Laser marking is typically achieved in one of three ways:
- ablation (where a layer of material is removed to reveal substrate and offer contrast)
- chemical change ( where focussed beam encourages a reaction and change of material state, for example CO2 laser will always produce a brown mark on PVC)
- engraving (where a mark is achieved by engraving the material and not necessarily offering a contrast)
There are generally two types of lasers used in today’s packaging and industrial marking applications – CO2 and Nd:YAG. In general CO2 laser at wavelength 10.6 microns will mark most materials except metal and Nd:YAG at wavelength 1.064 microns will mark all metals and is often more suited to marking some plastics and ceramics for example.

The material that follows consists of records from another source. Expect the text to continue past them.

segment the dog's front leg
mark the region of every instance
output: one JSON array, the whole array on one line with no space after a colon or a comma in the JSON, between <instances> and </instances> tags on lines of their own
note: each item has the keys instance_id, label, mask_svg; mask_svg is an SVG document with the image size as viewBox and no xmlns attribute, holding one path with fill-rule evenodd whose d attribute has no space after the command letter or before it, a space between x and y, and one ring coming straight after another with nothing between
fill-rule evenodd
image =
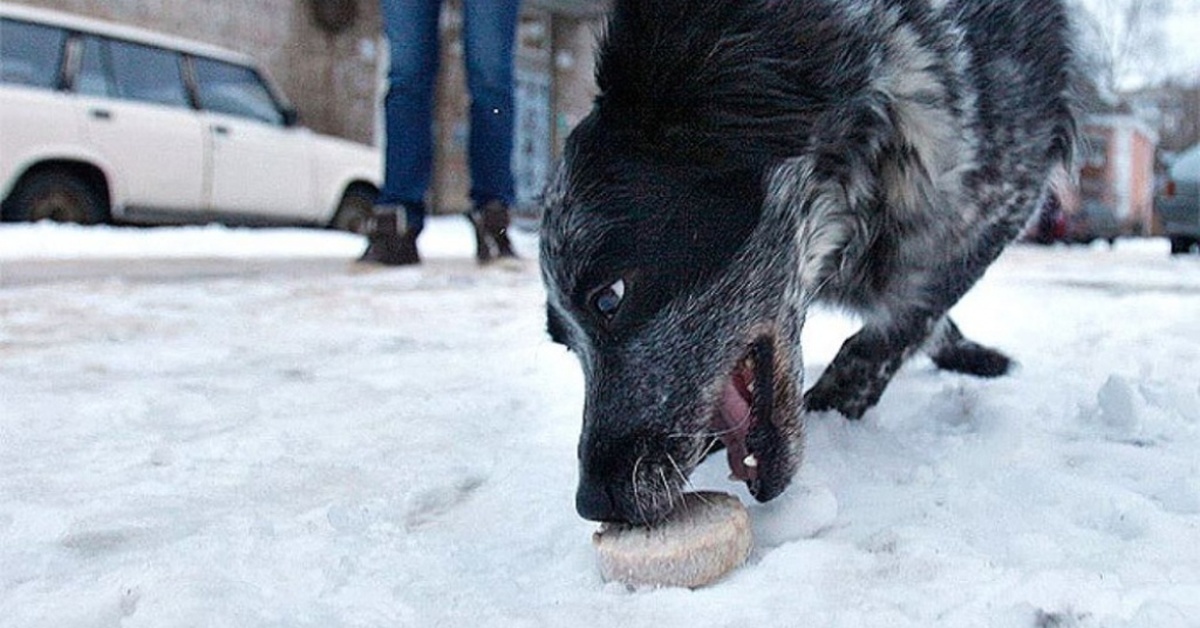
<instances>
[{"instance_id":1,"label":"dog's front leg","mask_svg":"<svg viewBox=\"0 0 1200 628\"><path fill-rule=\"evenodd\" d=\"M923 317L905 329L864 328L842 343L817 383L804 394L804 407L812 412L836 409L848 419L860 419L883 395L892 376L929 334L930 321Z\"/></svg>"}]
</instances>

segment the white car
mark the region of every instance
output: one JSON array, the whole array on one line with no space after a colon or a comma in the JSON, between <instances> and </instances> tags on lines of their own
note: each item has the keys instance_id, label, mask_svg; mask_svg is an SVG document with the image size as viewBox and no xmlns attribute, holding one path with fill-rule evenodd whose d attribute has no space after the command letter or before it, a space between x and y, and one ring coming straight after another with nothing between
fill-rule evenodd
<instances>
[{"instance_id":1,"label":"white car","mask_svg":"<svg viewBox=\"0 0 1200 628\"><path fill-rule=\"evenodd\" d=\"M361 232L380 177L246 55L0 2L4 220Z\"/></svg>"}]
</instances>

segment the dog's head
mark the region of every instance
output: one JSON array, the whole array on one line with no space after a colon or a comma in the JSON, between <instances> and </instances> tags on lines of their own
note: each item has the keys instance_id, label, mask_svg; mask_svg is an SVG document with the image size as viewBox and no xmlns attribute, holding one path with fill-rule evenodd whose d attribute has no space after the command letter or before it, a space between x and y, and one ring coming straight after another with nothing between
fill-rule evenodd
<instances>
[{"instance_id":1,"label":"dog's head","mask_svg":"<svg viewBox=\"0 0 1200 628\"><path fill-rule=\"evenodd\" d=\"M586 378L584 518L661 519L720 445L761 501L799 466L804 304L888 124L835 4L614 7L541 229L548 330Z\"/></svg>"}]
</instances>

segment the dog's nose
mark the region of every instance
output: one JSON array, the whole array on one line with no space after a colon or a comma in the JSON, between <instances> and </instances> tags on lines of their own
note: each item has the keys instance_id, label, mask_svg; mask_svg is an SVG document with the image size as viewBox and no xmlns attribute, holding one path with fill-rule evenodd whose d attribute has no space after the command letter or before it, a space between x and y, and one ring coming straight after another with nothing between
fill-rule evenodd
<instances>
[{"instance_id":1,"label":"dog's nose","mask_svg":"<svg viewBox=\"0 0 1200 628\"><path fill-rule=\"evenodd\" d=\"M590 521L619 521L616 500L608 486L601 483L580 483L575 492L575 510Z\"/></svg>"}]
</instances>

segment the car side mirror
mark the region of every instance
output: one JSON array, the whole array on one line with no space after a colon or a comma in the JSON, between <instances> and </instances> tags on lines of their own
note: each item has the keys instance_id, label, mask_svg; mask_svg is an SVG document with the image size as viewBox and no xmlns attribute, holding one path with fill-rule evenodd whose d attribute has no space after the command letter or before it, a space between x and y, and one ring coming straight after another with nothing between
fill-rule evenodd
<instances>
[{"instance_id":1,"label":"car side mirror","mask_svg":"<svg viewBox=\"0 0 1200 628\"><path fill-rule=\"evenodd\" d=\"M283 126L296 126L300 124L300 112L295 107L288 104L283 107L280 113L283 114Z\"/></svg>"}]
</instances>

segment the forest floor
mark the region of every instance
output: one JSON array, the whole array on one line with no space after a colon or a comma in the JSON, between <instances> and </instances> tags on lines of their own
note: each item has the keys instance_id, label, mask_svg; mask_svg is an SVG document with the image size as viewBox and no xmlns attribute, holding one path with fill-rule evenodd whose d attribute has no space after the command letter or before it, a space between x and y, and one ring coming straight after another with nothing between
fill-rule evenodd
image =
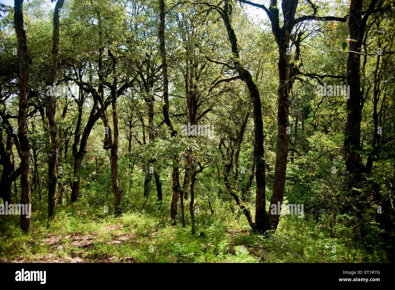
<instances>
[{"instance_id":1,"label":"forest floor","mask_svg":"<svg viewBox=\"0 0 395 290\"><path fill-rule=\"evenodd\" d=\"M19 230L18 217L0 216L0 262L347 262L354 255L341 240L297 217L282 218L276 234L264 237L243 218L205 222L211 215L203 214L192 235L190 226L171 225L163 213L115 217L85 205L59 207L48 229L44 215L34 212L28 234Z\"/></svg>"}]
</instances>

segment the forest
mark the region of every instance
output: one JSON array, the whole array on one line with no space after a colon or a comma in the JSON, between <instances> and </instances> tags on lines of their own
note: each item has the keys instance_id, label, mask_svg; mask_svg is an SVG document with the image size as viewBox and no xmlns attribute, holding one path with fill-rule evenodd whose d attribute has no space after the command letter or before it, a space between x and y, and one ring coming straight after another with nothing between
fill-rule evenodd
<instances>
[{"instance_id":1,"label":"forest","mask_svg":"<svg viewBox=\"0 0 395 290\"><path fill-rule=\"evenodd\" d=\"M394 30L394 0L0 1L0 262L393 262Z\"/></svg>"}]
</instances>

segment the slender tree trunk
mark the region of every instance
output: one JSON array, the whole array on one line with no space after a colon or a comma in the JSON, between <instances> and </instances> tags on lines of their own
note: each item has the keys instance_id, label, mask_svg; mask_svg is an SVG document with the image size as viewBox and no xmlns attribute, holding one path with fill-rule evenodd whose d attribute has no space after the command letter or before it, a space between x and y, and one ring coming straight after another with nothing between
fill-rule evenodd
<instances>
[{"instance_id":1,"label":"slender tree trunk","mask_svg":"<svg viewBox=\"0 0 395 290\"><path fill-rule=\"evenodd\" d=\"M52 64L46 85L53 86L58 66L59 48L59 30L60 26L60 9L62 9L64 0L58 0L53 12L53 32L52 36ZM55 121L56 105L55 96L47 97L47 111L49 125L51 148L48 152L48 221L56 216L56 162L59 151L58 128Z\"/></svg>"},{"instance_id":2,"label":"slender tree trunk","mask_svg":"<svg viewBox=\"0 0 395 290\"><path fill-rule=\"evenodd\" d=\"M27 113L28 96L29 94L28 56L26 43L26 34L23 28L23 0L15 0L14 19L15 30L18 38L18 52L19 61L19 102L18 112L18 137L21 147L21 202L24 204L30 204L30 145L28 136ZM30 230L31 222L28 215L21 215L20 226L24 232Z\"/></svg>"},{"instance_id":3,"label":"slender tree trunk","mask_svg":"<svg viewBox=\"0 0 395 290\"><path fill-rule=\"evenodd\" d=\"M113 60L115 58L113 58ZM114 65L115 66L115 65ZM114 139L111 149L111 180L114 192L114 213L119 216L122 213L121 206L121 193L118 182L118 146L119 140L119 126L118 124L118 92L117 91L117 77L114 78L114 84L111 89L112 95L113 123L114 128Z\"/></svg>"},{"instance_id":4,"label":"slender tree trunk","mask_svg":"<svg viewBox=\"0 0 395 290\"><path fill-rule=\"evenodd\" d=\"M267 216L266 213L266 181L265 166L264 149L263 148L263 121L260 96L258 87L254 81L252 75L245 68L240 62L239 45L235 31L232 27L229 11L229 1L226 0L224 13L222 15L228 36L230 41L233 54L233 62L241 80L245 83L250 92L254 111L254 144L256 167L255 179L256 181L255 198L255 228L261 232L268 228Z\"/></svg>"},{"instance_id":5,"label":"slender tree trunk","mask_svg":"<svg viewBox=\"0 0 395 290\"><path fill-rule=\"evenodd\" d=\"M278 133L276 153L276 165L275 167L274 182L273 193L270 200L270 209L277 207L280 202L282 203L285 190L286 172L287 169L287 156L288 154L289 136L287 134L289 129L288 116L290 113L289 92L290 88L290 56L287 55L286 50L289 47L290 34L284 33L283 42L279 44L280 57L278 60L278 106L277 116ZM278 224L280 215L272 215L269 209L268 217L271 229L275 230Z\"/></svg>"},{"instance_id":6,"label":"slender tree trunk","mask_svg":"<svg viewBox=\"0 0 395 290\"><path fill-rule=\"evenodd\" d=\"M176 137L177 131L173 128L170 120L169 109L170 102L169 100L169 79L167 76L167 65L166 56L166 45L165 42L165 22L166 11L165 11L164 0L159 0L159 9L160 11L160 24L159 25L159 40L160 56L162 60L162 74L163 76L163 99L165 104L163 105L162 111L163 117L166 125L170 131L171 137ZM178 203L179 197L181 193L180 187L180 177L178 166L177 163L178 158L175 156L175 164L173 165L172 181L173 183L173 198L170 209L170 215L173 220L173 224L177 222L176 218L178 213Z\"/></svg>"}]
</instances>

The wavelength of any laser dictates the resulting reaction when applied to any material or product, where CO2 at 10.6 microns and Nd:YAG at 1.064 microns are most common types there are other available wavelengths for specific applications. As an example CO2 laser sources and marking systems are also available at 9.3 microns and this type laser is more suited to marking of PET, where a standard CO2 laser at 10.6 microns offers a perfectly acceptable visible engraved mark, a CO2 laser at 9.3 microns offers a whitish mark and foams the surface so not only offers a more visible contrasting code but also reduces any chance of material penetration and production puncture. Similarly where most YAG applications are at 1.064 microns, aerospace cable is marked with a double frequency YAG system at wavelength 532 microns to avoid any surface damage to the cable.
Although initial investment required for laser is normally higher than alternatives there are clear advantages and benefits when using laser that can offer a long term cost effective solution – for example CO2 laser types currently used in the packaging industry are non contact, consumable free and require minimal maintenance. The systems are extremely reliable and provide high quality results with minimal production down time.
CO2 lasers are available in three formats – TEA (transversely excited atmospheric) or more commonly know as mask lasers, dot matrix and vector. TEA lasers are now very rarely used except in very high speed applications or when product vibration will affect code quality and this type laser is a single discharge through a mask or stencil. Dot matrix lasers are now deemed to be obsolete technology as they offer no benefit or cost advantages over currently available and widely used vector or scanning lasers. Vector lasers are generally available in the 10, 15, 25, 30, 50 and 70 watt power ranges and with XY scanning offer high quality, high speed marking at an affordable price.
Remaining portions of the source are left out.